Officials say Tornadoes touched down near the University of Oklahoma campus in Norman caused a few minor injuries and some property damage.
The National Weather Service confirmed that a twister touched down Friday afternoon near the campus and a state highway. Norman Regional Hospital spokeswoman Kelly Wells says about 10 people were treated for “bumps and bruises.” Deputy Fire Chief Jim Bailey says the Tornado damaged several homes and buildings in the city of about 100,000 residents 20 miles south of Oklahoma City. University spokesman Michael Nash says students and non-essential personnel at the weather service’s offices on the campus were ordered to remain indoors due to Tornadoes warnings.
Damage was relatively slight from the twister, CBS News correspondent Dean Reynolds reports, but according to the National Weather Service, it could be the first of many more to come.

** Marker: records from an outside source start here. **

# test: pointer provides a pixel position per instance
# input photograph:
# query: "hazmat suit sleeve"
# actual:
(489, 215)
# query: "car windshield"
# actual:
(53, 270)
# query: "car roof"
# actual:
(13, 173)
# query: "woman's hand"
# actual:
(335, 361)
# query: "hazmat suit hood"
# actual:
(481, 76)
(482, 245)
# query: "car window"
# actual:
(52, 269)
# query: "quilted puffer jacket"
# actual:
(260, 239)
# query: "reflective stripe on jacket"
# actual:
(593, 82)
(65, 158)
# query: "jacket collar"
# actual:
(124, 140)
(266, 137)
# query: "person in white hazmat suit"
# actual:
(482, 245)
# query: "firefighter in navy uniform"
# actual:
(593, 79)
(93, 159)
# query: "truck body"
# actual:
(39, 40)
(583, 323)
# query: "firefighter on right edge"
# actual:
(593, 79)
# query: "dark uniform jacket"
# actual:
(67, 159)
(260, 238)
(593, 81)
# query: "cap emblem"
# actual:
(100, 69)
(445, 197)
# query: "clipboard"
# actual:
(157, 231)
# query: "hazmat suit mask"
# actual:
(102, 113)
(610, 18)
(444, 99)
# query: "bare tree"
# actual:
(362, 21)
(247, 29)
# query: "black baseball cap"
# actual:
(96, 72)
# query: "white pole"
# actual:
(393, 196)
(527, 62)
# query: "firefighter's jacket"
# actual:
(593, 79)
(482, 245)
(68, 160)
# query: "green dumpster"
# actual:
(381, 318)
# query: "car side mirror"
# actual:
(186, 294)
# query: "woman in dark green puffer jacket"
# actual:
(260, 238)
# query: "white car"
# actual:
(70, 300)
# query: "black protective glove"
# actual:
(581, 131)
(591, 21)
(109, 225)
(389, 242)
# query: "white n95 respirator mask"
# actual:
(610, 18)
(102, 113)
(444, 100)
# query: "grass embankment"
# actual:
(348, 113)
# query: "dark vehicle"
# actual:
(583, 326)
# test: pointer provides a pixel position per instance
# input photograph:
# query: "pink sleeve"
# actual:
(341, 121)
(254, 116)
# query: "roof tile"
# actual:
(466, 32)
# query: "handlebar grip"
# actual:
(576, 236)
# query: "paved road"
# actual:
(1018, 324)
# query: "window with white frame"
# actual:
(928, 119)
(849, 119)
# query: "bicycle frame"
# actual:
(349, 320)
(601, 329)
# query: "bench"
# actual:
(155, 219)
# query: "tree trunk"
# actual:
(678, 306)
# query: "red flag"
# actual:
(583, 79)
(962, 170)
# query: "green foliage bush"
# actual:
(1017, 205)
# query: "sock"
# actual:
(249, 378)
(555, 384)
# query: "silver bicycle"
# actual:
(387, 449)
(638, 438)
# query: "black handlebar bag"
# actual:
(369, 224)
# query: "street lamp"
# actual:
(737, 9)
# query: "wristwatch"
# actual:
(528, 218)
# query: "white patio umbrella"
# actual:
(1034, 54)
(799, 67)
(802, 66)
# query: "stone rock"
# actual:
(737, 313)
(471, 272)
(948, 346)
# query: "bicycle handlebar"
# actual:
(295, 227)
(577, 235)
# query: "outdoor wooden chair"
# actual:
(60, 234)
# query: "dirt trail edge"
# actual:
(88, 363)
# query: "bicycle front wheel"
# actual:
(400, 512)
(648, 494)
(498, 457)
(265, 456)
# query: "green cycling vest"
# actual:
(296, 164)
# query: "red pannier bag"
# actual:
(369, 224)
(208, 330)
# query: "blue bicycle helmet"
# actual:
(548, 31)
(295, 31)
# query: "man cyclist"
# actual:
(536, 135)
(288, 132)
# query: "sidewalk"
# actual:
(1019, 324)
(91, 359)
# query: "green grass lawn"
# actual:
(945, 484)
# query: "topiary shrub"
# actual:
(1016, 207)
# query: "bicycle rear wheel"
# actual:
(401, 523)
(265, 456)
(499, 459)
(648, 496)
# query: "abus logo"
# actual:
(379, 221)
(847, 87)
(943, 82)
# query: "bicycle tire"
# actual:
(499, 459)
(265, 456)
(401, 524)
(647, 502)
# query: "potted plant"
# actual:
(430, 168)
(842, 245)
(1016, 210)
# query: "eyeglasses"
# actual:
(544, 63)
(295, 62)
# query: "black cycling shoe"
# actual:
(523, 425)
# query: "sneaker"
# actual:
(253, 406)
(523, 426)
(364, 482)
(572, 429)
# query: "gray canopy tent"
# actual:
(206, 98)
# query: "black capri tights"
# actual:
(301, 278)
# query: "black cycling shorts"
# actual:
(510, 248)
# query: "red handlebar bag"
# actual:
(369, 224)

The Storm Prediction Center says 5.5 million Americans fall under the scope of Saturday’s coming storm system which they call a “high-end life-threatening event.” Forecasters sent out a high-risk alert a full day ahead of the system that now jeopardizes areas from Iowa to Texas. They spoke of the need to have a plan to take shelter and to stay alert to the latest bulletins. “We want to make certain that we do every effort to make sure people receive those, can act on those and can make themselves safe,” National Weather Service meteorologist Mike Foster told CBS News. It has been an unusually active and deadly spring; this March, said Reynolds, was the fourth deadliest on record.